Kunsthalle: Schwebende Magnetbänder des Litauers Zilvinas Kempinas

Abgespult und weggeblasen

Säulen, nur scheinbar sakral: Auch Weihevolles fertigt Zilvinas Kempinas aus Videobändern. Foto: Wyckoff/Kunsthalle

Säulen, nur scheinbar sakral: Auch Weihevolles fertigt Zilvinas Kempinas aus Videobändern. Foto: Wyckoff/Kunsthalle

Von Brigitte Borchhardt-Birbaumer

Aufzählung Die Kunsthalle Wien feiert einen neuen Star am Kunsthimmel mit sechs Installationen: Zilvinas Kempinas, den 1969 in Litauen geborenen Künstler, der seit Jahren in New York lebt.
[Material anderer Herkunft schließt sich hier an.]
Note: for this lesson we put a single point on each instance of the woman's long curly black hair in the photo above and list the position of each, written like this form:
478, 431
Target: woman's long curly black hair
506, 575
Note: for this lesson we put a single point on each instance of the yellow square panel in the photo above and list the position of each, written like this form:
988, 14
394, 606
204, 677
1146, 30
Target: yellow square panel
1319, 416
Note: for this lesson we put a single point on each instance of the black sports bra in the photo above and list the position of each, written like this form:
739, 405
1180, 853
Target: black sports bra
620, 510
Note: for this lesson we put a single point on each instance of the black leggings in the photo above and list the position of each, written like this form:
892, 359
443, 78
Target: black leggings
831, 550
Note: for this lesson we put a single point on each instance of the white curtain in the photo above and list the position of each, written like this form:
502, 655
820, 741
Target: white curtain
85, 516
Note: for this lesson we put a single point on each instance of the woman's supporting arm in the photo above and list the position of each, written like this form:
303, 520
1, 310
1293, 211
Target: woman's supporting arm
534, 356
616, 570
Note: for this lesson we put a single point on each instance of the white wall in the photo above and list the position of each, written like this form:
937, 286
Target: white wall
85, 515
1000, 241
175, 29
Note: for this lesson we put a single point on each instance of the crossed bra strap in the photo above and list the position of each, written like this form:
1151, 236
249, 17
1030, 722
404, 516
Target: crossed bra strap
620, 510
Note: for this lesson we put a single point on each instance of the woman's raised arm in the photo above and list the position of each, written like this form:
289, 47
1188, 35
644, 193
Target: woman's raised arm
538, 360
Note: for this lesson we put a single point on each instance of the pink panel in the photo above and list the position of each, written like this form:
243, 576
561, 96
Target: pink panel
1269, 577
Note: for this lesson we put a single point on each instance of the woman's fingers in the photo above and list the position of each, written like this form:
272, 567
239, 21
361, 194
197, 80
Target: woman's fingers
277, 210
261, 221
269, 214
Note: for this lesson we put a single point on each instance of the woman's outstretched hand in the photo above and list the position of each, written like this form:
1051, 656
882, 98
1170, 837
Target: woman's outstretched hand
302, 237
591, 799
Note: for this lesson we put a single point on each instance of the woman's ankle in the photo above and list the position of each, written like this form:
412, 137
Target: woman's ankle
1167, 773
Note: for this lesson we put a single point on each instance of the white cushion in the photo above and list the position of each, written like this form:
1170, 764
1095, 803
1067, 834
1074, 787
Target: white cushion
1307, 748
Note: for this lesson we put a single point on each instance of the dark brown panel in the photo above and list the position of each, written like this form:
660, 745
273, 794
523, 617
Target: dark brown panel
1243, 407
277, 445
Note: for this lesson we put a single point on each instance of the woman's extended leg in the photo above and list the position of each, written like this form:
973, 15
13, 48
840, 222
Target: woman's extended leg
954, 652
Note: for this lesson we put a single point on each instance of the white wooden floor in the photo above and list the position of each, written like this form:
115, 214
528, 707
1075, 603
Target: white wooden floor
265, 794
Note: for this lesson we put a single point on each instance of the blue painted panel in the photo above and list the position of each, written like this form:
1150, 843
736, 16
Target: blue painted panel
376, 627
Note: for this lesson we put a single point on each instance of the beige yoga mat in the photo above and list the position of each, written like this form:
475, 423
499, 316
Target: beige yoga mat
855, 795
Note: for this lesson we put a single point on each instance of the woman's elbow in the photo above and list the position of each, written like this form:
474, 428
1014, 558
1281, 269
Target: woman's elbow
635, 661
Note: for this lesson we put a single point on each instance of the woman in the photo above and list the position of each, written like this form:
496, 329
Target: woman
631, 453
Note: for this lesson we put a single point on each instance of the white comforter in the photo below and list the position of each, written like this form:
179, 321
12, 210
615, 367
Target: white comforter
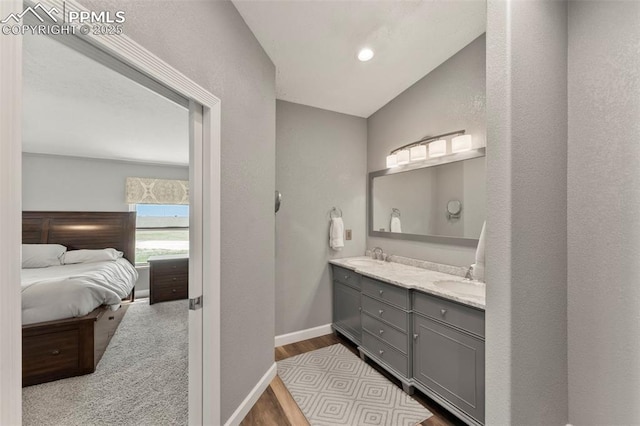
67, 291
Er wird Litauen 2009 auf der Biennale in Venedig vertreten, gewann 2007 den renommierten Calder-Preis und fiel heuer auf der Manifesta 7 in Bozen auf. Dabei verwendet er in der Kunsthalle ausschließlich abgelaufene Videobänder: kilometerlang abgespult und neu gespannt, erzeugen sie durchsichtige Raumteiler, Säulen und schwebende Ovalformen.

Man kennt die malerische Wirkung von Schatten, die durch Jalousien in einen Raum fallen: Scheinwerfer-Licht sorgt hier für einen ähnlichen Effekt. Der Wind von Ventilatoren gibt dem Ganzen Bewegung und Geräusch.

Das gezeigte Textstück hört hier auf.